Popularity and Ranking in a Finite World

In the last post, I discussed the difference between a few set operations (union, disjoint union, and intersection) and how experiences with content online can fall into these broad classifications. Earlier, I wrote a post about how math models in general can be useful for informing feature development.

Now we'll turn to specifics around interfaces, and how limits can inform our choices and expectations.

Limits and Organization

A lot of programming effort goes into working efficiently (usually searching and sorting) in an environment with "big" data. "How big is big?" Well, big and getting bigger. The main concern is how algorithms can stay efficient when the data size trends towards infinity.

At an interface level, there are practical limits we hit much earlier. People only have so much time, per task, per day, and per life, so it makes sense that at an interface level, showing each member of a set (for instance, every search result or every email you ever received) is impractical. And even if our process for understanding information may not be only linear in a "left to right, line by line" sense, it is still a process that takes time. Whether we can "chunk" and "scan" information or not, we comprehend things through time. In other words, what we experience through an interface from a dimensional perspective (for example, words on a 2-D interface - "a page") does not strictly confine our eye movements and comprehension to a particular order, but our past visual experiences will inform some process that takes place through time. The organization of a page suggests how to navigate it in while traveling through time (at our normal time-traveling speed of 1 second per second).

The point is, even if our data and the corresponding content is not so "big" (in the sense of needing to care a lot about the efficiency of storage/processing of it), when it comes to interfaces, we're going to hit interaction limits before we hit storage or speed limits.

Concrete physical (and virtualized space) limits

So far, this is a little abstract, but here are some examples of these kinds of limits:

Top of fold (as in a newspaper)
Front page (as in a newspaper)
First page of a pagination or endless scroll (as in a web search)
Top result (as in a web search)
The size of the screen

(Note that how we are influenced by these limits, and when/why we go beyond them is beyond the discussion here.)

So with these limits in mind, even without "big" data, it's not hard to have content that is big enough to run into interface restrictions.
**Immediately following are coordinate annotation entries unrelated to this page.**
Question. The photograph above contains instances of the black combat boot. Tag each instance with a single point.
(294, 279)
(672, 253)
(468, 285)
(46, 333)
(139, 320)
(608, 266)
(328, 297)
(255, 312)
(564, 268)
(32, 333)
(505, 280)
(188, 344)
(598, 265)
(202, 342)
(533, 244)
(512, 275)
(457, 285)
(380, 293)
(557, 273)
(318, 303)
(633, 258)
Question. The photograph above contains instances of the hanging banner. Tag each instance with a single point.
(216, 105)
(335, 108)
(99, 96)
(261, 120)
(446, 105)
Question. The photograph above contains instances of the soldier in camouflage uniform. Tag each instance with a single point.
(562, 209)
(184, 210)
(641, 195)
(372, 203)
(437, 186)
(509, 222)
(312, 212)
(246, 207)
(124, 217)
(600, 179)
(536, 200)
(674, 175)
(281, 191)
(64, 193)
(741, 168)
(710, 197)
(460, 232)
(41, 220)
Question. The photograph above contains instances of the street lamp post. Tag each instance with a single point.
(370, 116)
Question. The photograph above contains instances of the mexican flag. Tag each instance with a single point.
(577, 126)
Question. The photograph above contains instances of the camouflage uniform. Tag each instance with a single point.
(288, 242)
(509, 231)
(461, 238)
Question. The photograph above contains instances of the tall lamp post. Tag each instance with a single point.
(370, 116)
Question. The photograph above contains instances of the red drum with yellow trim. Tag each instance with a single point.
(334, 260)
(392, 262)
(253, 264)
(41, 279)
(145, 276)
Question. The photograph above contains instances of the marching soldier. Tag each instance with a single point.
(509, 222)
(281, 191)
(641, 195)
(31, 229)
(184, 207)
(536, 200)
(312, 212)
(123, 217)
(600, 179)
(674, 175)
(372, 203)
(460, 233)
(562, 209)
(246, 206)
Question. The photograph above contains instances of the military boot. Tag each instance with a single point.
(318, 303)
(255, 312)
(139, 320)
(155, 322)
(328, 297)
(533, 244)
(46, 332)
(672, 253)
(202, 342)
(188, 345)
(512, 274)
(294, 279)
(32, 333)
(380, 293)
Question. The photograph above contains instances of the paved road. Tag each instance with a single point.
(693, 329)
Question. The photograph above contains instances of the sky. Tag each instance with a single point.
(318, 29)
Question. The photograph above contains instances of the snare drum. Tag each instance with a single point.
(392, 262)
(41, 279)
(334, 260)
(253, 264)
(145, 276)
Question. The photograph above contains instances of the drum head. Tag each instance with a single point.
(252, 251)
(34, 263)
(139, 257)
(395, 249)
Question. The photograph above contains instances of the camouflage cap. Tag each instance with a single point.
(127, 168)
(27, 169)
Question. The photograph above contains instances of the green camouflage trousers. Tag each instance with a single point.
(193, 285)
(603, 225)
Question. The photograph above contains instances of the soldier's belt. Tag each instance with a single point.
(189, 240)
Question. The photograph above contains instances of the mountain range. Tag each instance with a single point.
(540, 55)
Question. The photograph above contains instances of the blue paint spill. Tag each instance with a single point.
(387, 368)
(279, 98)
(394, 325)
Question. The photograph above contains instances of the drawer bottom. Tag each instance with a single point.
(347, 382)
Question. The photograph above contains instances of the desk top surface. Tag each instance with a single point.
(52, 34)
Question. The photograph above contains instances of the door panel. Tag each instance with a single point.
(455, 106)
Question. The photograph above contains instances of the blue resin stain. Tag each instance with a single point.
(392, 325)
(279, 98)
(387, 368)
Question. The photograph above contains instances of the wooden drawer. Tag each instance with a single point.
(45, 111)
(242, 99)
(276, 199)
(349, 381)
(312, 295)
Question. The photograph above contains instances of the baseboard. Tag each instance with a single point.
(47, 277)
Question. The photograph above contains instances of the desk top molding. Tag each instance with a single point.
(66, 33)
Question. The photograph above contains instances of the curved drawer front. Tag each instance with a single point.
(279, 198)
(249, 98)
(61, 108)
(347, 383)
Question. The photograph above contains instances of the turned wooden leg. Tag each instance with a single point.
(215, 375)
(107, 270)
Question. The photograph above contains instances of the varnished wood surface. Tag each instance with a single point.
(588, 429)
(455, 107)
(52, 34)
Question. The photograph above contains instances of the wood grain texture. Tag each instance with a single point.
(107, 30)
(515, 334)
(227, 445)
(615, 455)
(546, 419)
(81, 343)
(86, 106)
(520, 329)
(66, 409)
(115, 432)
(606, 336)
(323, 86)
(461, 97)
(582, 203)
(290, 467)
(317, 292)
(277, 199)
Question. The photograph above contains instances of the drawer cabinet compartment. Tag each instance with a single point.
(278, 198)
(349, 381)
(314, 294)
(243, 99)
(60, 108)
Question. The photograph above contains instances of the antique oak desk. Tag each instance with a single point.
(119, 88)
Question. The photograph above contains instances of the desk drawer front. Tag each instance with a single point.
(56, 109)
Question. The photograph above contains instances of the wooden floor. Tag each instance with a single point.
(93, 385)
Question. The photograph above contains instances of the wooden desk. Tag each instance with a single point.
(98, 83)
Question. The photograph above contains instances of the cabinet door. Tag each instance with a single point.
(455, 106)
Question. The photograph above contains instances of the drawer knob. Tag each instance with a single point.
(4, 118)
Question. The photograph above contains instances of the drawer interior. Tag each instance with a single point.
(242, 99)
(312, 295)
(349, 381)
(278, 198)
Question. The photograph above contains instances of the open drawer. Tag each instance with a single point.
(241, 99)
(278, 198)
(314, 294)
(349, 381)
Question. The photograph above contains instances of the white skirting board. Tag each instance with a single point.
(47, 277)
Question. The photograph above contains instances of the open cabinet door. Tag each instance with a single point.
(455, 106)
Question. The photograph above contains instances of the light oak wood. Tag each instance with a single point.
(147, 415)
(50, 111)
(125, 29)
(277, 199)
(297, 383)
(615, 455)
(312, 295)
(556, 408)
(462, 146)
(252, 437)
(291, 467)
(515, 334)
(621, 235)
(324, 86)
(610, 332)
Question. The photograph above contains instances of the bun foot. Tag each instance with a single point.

As a matter of personal opinion, this is a more interesting and common problem than hitting software and hardware limits. In other words, we could stand to spend as much time talking about how we decide what to do when content is too big to fit in a box, on a page without scrolling, or in the first page of search results as we do with data sizes trending toward infinity.

To bring "big enough" data into an interface, we need to limit the content we present. Before we get into choices about what we might use and why, let's consider our options.

How to make a set smaller

To make a set (A) into a smaller set (B), we need a function. The simplest two functions that behave this way need to send some elements to nothing and/or send some elements to the same place.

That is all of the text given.